Slum77 has made a comment, and he says, “Jacob how can repetitive exercise like jump roping or rim jumps…it doesn’t work your maximum vertical.”
Okay, it’s kinda…his question is basically even though want to face that way, how can repetitive exercises like jump roping or rim jumps increase your vertical? Because it doesn’t work your max from vertical.
So there are a few ways. One, if you watched my previous video called jump roping and increasing your vertical leap, you’ll notice that I recommended extremely high intensity jump roping, doing double-under s and moving on to double-unders with one leg, which will increase your strength and will be at a very high intensity and would also strengthen two things. So repetitive work can also strengthen two things, although most of our workers focus on maximum intensity and even our jump roping is focused on maximum intensity because we’re lowering the ground contact time.
But extremely repetitive work can enforce a neural signal, and neural signal is the movement. Now when you’re jump roping your ground contact time is extremely low. So the signal is boom, boom, boom, boom, it’s very fast. And because it’s very repetitive, it will teach the body to be a little bit faster.
That’s it.

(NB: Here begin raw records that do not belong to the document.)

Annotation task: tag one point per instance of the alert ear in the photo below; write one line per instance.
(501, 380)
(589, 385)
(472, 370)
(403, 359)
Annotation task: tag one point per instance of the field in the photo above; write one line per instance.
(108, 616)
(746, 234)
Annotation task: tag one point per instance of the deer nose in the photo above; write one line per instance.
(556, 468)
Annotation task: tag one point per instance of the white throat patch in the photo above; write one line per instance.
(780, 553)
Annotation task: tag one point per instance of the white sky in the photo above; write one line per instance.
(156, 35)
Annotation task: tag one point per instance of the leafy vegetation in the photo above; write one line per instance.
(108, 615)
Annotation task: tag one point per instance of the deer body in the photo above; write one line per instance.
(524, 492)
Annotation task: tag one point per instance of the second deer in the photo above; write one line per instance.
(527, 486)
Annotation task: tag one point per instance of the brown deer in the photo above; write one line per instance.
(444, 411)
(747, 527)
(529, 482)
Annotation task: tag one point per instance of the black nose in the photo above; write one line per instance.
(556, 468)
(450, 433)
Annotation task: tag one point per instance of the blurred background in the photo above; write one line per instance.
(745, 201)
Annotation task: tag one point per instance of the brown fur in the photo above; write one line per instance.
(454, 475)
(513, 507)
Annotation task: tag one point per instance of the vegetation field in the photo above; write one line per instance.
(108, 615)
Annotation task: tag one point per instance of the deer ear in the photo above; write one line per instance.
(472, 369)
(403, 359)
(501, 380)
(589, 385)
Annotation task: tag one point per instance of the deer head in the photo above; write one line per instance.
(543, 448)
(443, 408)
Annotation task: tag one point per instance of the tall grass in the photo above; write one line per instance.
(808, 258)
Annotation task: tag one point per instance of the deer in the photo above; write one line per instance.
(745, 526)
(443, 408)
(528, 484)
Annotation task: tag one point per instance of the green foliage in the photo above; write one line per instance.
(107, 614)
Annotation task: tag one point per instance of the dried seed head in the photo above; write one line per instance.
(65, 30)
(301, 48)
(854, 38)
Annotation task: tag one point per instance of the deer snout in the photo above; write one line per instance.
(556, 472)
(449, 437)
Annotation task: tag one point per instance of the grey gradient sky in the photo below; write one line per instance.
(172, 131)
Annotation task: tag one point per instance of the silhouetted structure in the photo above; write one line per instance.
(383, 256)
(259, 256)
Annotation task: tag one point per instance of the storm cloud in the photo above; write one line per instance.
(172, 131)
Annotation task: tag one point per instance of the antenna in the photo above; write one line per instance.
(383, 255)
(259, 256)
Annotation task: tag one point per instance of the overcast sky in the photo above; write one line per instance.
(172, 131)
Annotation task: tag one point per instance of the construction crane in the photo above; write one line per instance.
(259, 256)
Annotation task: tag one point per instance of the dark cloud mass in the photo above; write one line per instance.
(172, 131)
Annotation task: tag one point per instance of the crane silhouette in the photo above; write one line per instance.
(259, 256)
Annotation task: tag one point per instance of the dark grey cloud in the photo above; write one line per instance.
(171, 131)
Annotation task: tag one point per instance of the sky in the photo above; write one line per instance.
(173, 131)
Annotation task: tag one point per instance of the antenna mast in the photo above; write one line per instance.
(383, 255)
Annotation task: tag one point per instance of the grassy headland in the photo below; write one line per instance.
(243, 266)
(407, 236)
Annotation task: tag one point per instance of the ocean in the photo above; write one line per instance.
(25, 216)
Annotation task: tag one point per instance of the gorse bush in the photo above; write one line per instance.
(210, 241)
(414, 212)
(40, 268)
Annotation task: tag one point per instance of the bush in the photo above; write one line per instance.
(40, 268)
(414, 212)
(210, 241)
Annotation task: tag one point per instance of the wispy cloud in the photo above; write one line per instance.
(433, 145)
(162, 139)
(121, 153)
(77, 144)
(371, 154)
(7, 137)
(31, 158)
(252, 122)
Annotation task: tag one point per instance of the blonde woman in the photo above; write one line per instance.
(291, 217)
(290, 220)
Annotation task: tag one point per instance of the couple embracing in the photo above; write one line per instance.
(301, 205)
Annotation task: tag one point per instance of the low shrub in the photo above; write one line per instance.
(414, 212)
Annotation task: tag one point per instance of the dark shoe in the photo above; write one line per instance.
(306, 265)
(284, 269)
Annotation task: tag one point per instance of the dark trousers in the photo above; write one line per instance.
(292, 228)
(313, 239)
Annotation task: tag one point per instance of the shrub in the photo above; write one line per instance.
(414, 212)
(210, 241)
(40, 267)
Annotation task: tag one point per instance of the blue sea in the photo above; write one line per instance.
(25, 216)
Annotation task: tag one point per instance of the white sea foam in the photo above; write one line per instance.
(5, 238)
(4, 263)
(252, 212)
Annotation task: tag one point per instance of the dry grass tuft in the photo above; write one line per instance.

We still wanna do as high repetition as possible without pacing our self. We don’t jump rope say a minute or 5 minutes, just go, go, go, we’re jump roping at our absolute maximum velocity.
So even though, so basically the way I recommended to jump rope is with maximum intensity. And so rim jumps maximum intensity. If you’re jumping more than 8 to ten, if you having pacing yourself like I said in the previous video, that’s the time when you’re not using your maximum vertical. So jump roping and rim jumps should be at your maximum velocity.
But also to answer your question, some repetitive movements can help strengthen your tendons and can also help reinforce or enforce our neural signals or movement pattern.